For the remaining delegates, Crisis delivered more grim news: the world was experiencing a meteorological drought, exacerbated by large-scale forest clearing. This launched a fiery debate between the climate-change accepting bloc of the committee and the climate-change denying bloc. Sticking true to President Vladimir Putin’s stance, I stubbornly insisted that the drought was purely cyclical, and climate change was no more than a “…Western ploy to stunt Russia’s industrial growth.” Debate ensued, and I threatened to use my veto power to kill any resolution addressing climate change (like a good, productive politician).
Meanwhile, Senegal was working on a directive to fund and deliver ceramic filters to Senegal. This was one of the few directives that passed and actually had a positive impact on the world; it prompted the committee to pass more directives to deliver ceramic filters to other African countries suffering from contamination.
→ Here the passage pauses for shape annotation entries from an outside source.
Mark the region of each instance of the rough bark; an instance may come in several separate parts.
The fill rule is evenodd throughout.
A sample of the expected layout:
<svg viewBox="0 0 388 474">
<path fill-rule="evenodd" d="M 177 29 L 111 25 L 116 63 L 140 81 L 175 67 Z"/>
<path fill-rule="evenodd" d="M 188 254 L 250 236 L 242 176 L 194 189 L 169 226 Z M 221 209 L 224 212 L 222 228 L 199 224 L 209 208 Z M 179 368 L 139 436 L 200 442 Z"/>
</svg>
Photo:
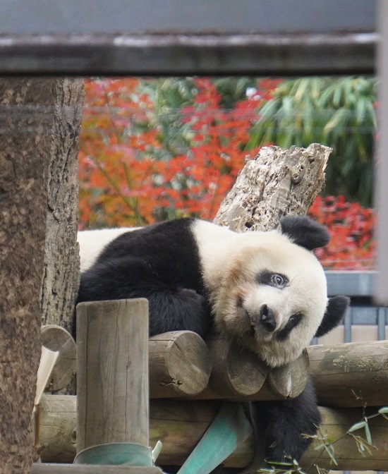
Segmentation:
<svg viewBox="0 0 388 474">
<path fill-rule="evenodd" d="M 214 221 L 238 232 L 276 229 L 286 214 L 305 214 L 325 183 L 331 148 L 265 147 L 247 159 Z"/>
<path fill-rule="evenodd" d="M 40 357 L 42 305 L 42 300 L 57 298 L 59 291 L 55 285 L 46 287 L 42 298 L 43 278 L 51 273 L 44 271 L 44 261 L 49 269 L 59 260 L 55 248 L 44 250 L 47 190 L 50 182 L 50 213 L 58 220 L 63 195 L 61 186 L 54 183 L 68 173 L 64 164 L 71 158 L 65 150 L 73 133 L 68 118 L 71 107 L 62 106 L 73 103 L 68 92 L 75 83 L 80 80 L 0 80 L 0 458 L 4 474 L 29 473 L 32 459 L 31 413 Z M 62 145 L 66 135 L 68 140 Z M 74 174 L 73 169 L 68 173 Z M 51 239 L 59 241 L 60 233 L 54 230 Z M 55 305 L 61 310 L 60 305 Z"/>
<path fill-rule="evenodd" d="M 61 79 L 54 87 L 42 323 L 59 324 L 71 334 L 80 275 L 76 239 L 83 80 Z"/>
<path fill-rule="evenodd" d="M 0 80 L 0 458 L 28 473 L 56 80 Z M 37 105 L 40 105 L 40 108 Z M 40 108 L 41 107 L 41 108 Z"/>
</svg>

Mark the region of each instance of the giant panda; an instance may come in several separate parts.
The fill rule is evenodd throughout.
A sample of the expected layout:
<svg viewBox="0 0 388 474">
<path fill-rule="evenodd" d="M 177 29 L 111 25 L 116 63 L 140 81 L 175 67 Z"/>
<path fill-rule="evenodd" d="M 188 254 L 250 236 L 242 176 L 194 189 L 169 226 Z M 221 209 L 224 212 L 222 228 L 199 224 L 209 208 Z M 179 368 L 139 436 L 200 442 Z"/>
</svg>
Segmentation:
<svg viewBox="0 0 388 474">
<path fill-rule="evenodd" d="M 313 336 L 342 319 L 348 299 L 328 298 L 312 250 L 329 241 L 308 217 L 281 219 L 280 230 L 236 233 L 183 218 L 144 228 L 79 233 L 78 302 L 148 299 L 150 335 L 215 330 L 271 367 L 297 358 Z M 265 423 L 266 457 L 299 459 L 320 423 L 309 382 L 296 399 L 255 402 Z"/>
</svg>

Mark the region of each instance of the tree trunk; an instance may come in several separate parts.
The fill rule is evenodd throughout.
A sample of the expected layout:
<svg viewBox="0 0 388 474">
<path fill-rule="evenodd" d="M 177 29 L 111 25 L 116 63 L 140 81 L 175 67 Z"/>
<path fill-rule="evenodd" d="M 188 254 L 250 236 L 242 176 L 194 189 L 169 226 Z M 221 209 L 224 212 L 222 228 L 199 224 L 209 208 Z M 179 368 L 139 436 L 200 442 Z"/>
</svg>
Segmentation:
<svg viewBox="0 0 388 474">
<path fill-rule="evenodd" d="M 54 93 L 42 323 L 59 324 L 72 334 L 80 280 L 76 241 L 83 80 L 58 80 Z"/>
<path fill-rule="evenodd" d="M 0 80 L 3 474 L 29 473 L 32 461 L 31 414 L 40 357 L 47 188 L 49 179 L 55 179 L 54 155 L 62 140 L 58 118 L 63 111 L 70 113 L 70 109 L 60 107 L 63 102 L 66 104 L 61 92 L 66 89 L 61 89 L 65 83 L 63 80 L 46 78 Z M 59 198 L 59 190 L 56 193 Z M 56 257 L 47 254 L 46 259 L 51 262 Z"/>
</svg>

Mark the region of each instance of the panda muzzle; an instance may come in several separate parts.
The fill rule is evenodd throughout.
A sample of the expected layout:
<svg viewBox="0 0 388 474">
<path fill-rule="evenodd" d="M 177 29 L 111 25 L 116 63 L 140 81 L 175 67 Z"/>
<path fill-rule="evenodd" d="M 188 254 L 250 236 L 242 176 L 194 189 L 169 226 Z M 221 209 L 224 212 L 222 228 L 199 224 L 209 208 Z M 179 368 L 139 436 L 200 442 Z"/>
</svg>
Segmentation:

As a result of growing frustration among the chairs of the committee with the political deadlock, the five permanent members of the Security Council lost their veto power and Senegal, Ukraine, Egypt, New Zealand, and Uruguay received veto power during the final committee session. The upshot of this shift in the balance of power was a rapid increase in passed directives due to a relatively ideologically homogeneous veto power-holding bloc. Directives passed that session were characterized by puns, such as “Directive Water Those” and “Quit Stalin and Fix the Issue.”
How do Model U.N. Delegates Spend their Downtime?
In between intense committee sessions, we spent most of our time intensely discussing what happened in committee, exploring the UMass Hotel (and downtown Amherst on Saturday), and eating. On Friday night, the other delegate of Russia from the UNSC and I, over some Mountain Dew and Root Beer, plotted out Russia’s plan for world domination through the UNSC (which, unfortunately did not materialize). On Saturday night delegates could either attend a dance, show off their knowledge at the trivia bowl, or relax in the hotel hallways until the 12 AM curfew.
Several debates, resolutions, pizzas eaten, and crisis alerts later, the final committee session ended, and delegates reported to the auditorium for the closing ceremony. After hearing the speakers remark on the “fruitful debate” and “diplomacy” delegates engaged in over the weekend, impressive delegates received awards. It struck me that moment that this was the last time I was going to sit in that ashen hall, wander the cafeterias of UMass, cheer on members of my committee and school who won awards, and be a high school Model U.N. delegate. It was over.
“The chair would look favorably on a motion to close debate,” UMass’ president of the international relations club sharply stated, interrupting the muffled chatter.
From a rowdy group of delegates sitting in the back, we heard a voice state “Motion to close debate.”
“That motion is in order. All in favor of closing debate?”
Loudly and proudly, I yelled “Da,” which is yes, in Russian. After the sea of “yeah’s and “Aye’s” ended, the president stated, “That motion clearly passes. I now declare UMass MUN 2016 over.”